3. О. Георгий – о. Владимиру. 1968?
Ответ протопресвитера Георгия Граббе на вышеприведенное письмо, без даты. C оригинала содержащегося в архиве Епископа Григория (Граббе) в библиотеке Стэнфордского университета фонд M0964, ящик 6, папка 2.
Относительно правила Василия Великого никак не могу с Вами согласиться. Во-первых текст правила, принятого Вселенским Собором важнее, чем другой текст, если таковой был. Я до сих пор не мог проверить это Ваше утверждение, ибо в имеющимся у меня собрании творений св. Василия в русском переводе текст совпадает с правилом. Но если Вы правы, то это еще важнее – значит Вселенский Собор поправил св. отца?
Мне много пришлось работать над Книгой правил… Для меня теперь стало особенно ясно, что действительными являются только таинства когда они совершенны подлинно в Церкви. Иными словами, когда совершается незаконная хиротония, вследствии этого являющаяся частным деянием совершителя, но не актом Церкви, то она подлежит признанию недействительной.
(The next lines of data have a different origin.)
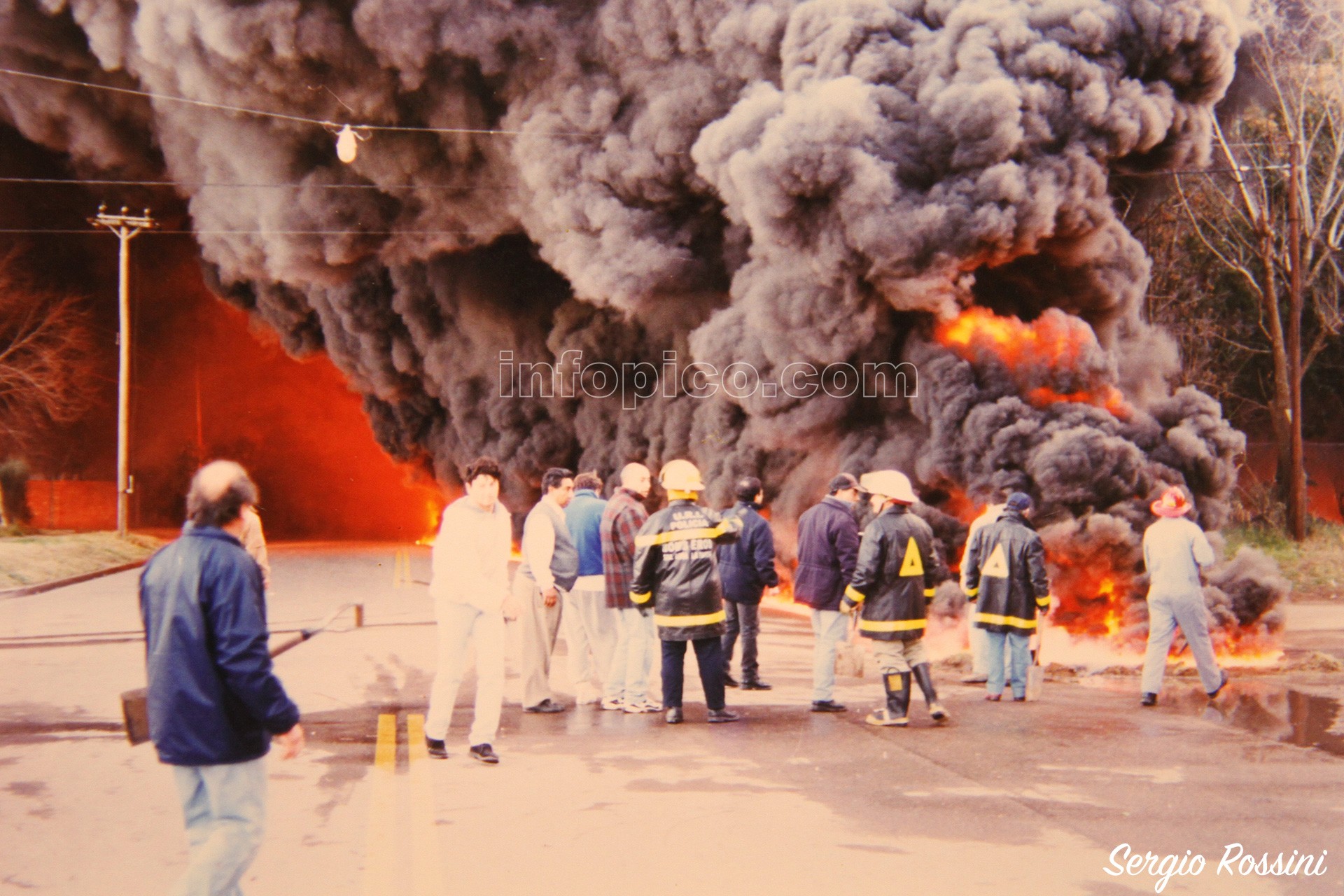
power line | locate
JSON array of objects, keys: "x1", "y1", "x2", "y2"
[{"x1": 0, "y1": 69, "x2": 606, "y2": 139}]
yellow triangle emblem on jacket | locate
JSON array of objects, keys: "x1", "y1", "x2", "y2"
[
  {"x1": 897, "y1": 539, "x2": 923, "y2": 576},
  {"x1": 980, "y1": 541, "x2": 1008, "y2": 579}
]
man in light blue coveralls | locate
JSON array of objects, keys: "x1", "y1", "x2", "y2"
[{"x1": 1141, "y1": 485, "x2": 1227, "y2": 706}]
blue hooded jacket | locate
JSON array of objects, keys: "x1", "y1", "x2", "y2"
[{"x1": 140, "y1": 526, "x2": 298, "y2": 766}]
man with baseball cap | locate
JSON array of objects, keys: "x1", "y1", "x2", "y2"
[
  {"x1": 793, "y1": 473, "x2": 860, "y2": 712},
  {"x1": 840, "y1": 470, "x2": 949, "y2": 727},
  {"x1": 1141, "y1": 485, "x2": 1227, "y2": 706},
  {"x1": 962, "y1": 491, "x2": 1050, "y2": 703}
]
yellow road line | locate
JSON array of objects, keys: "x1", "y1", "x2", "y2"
[
  {"x1": 406, "y1": 713, "x2": 445, "y2": 896},
  {"x1": 361, "y1": 713, "x2": 396, "y2": 896}
]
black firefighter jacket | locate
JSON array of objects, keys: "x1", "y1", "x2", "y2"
[
  {"x1": 630, "y1": 501, "x2": 742, "y2": 640},
  {"x1": 962, "y1": 510, "x2": 1050, "y2": 634},
  {"x1": 844, "y1": 504, "x2": 949, "y2": 640}
]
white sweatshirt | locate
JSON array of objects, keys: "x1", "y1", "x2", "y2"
[{"x1": 428, "y1": 496, "x2": 513, "y2": 612}]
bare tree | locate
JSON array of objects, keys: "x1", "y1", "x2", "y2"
[
  {"x1": 0, "y1": 257, "x2": 94, "y2": 453},
  {"x1": 1176, "y1": 0, "x2": 1344, "y2": 539}
]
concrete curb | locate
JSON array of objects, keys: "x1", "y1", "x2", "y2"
[{"x1": 0, "y1": 557, "x2": 149, "y2": 601}]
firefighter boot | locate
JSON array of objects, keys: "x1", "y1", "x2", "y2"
[
  {"x1": 910, "y1": 662, "x2": 948, "y2": 725},
  {"x1": 864, "y1": 672, "x2": 910, "y2": 728}
]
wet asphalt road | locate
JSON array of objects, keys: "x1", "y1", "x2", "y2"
[{"x1": 0, "y1": 545, "x2": 1344, "y2": 896}]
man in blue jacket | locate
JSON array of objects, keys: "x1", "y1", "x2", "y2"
[
  {"x1": 140, "y1": 461, "x2": 304, "y2": 896},
  {"x1": 715, "y1": 475, "x2": 780, "y2": 690},
  {"x1": 793, "y1": 473, "x2": 862, "y2": 712}
]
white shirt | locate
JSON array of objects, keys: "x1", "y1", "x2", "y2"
[
  {"x1": 428, "y1": 496, "x2": 513, "y2": 612},
  {"x1": 1144, "y1": 517, "x2": 1214, "y2": 598}
]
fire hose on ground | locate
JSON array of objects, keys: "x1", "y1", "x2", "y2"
[{"x1": 121, "y1": 603, "x2": 364, "y2": 747}]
Никакя правильная формула тайносовершительных молитв не помогает тут, ибо она не является магическим заклинанием. Католики совершенно утратили это понимание, а от них заразились наши богословы. Отсюда так легко отношение к запрещению в священнослужении, которое наблюдается заграницей. Если правила до известной степени различают форму совершения таинств у еретиков, то только с той точки зрения, что есть более близкая форма, в которую при соединении с Церковью может влиться благодать, они они же в некоторых случаях не считаются с таинствами даже раскольников, а не только еретиков. Донатистких епископов в зависимости от обстоятельств принимали то епископами, то пресвитерами, иначе говоря делая это в зависимости от их служебного положения по воссоединени с Церковью. В этом глубокий смысл нелюбимого Вами правила Василия Великого.
4. О. Георгий – о. Владимиру. 30 мая 1968 г.
Письмо протопресвитера Георгия Граббе протоиерею Владимиру Родзянко от 17/30 мая, 1968 года. Содержится в библиотеке Стэнфордского университета фонд M0964, ящик 6, папка 2.
Относительно экуменизма в отношении тактики я Вами не могу не согласиться. Я всегда раньше был скорее сторонником Вашей точки зрения, особенно в молодости и поэтому далеко не сразу отошел от Христианского Студенческого Движения. Владыка Серафим, тогда Венский, участвовал на конференции Веры и Порядка в 1937 г. по моему докладу Синоду. На конференции в Эванстоне под влиянием пок. Архиеп. Михаила Греческого и отчасти о. Флоровского православные в общем заняли вполне достойную позицию, что было мне хорошо видно, как наблюдателю от Синода. Но я тогда же докладывал, что надо ожидать сдвигов в дурную сторону. В Нью-Дели православные в общем уже сдали все позиции, став в ряд с прочими исповеданиями и лишь едва что-то прошептав, что-то свое, но так тихо и робко, что это даже не вошло в отчет кроме краткого примечания. Но теперь дело идет все к худшему и я не вижу, как можно теперь по Вашему выражению “идти в экуменизм” так, чтобы не повредить ничем Православию путем соблазна малых сих. Когда официальные представители Церквей принимают не только терминологию, но и настроение экуменизма, то участие в движении неминуемо связано с глубоким компромиссом. То, что естественно для протестантов, совершенно несовместимо с Православием и потому приходится или отмалчиваться, хотя в этом случае может быть можно применить тут выражение св. Григория (кажется), что “молчанием предается Бог” или выступить с обличением.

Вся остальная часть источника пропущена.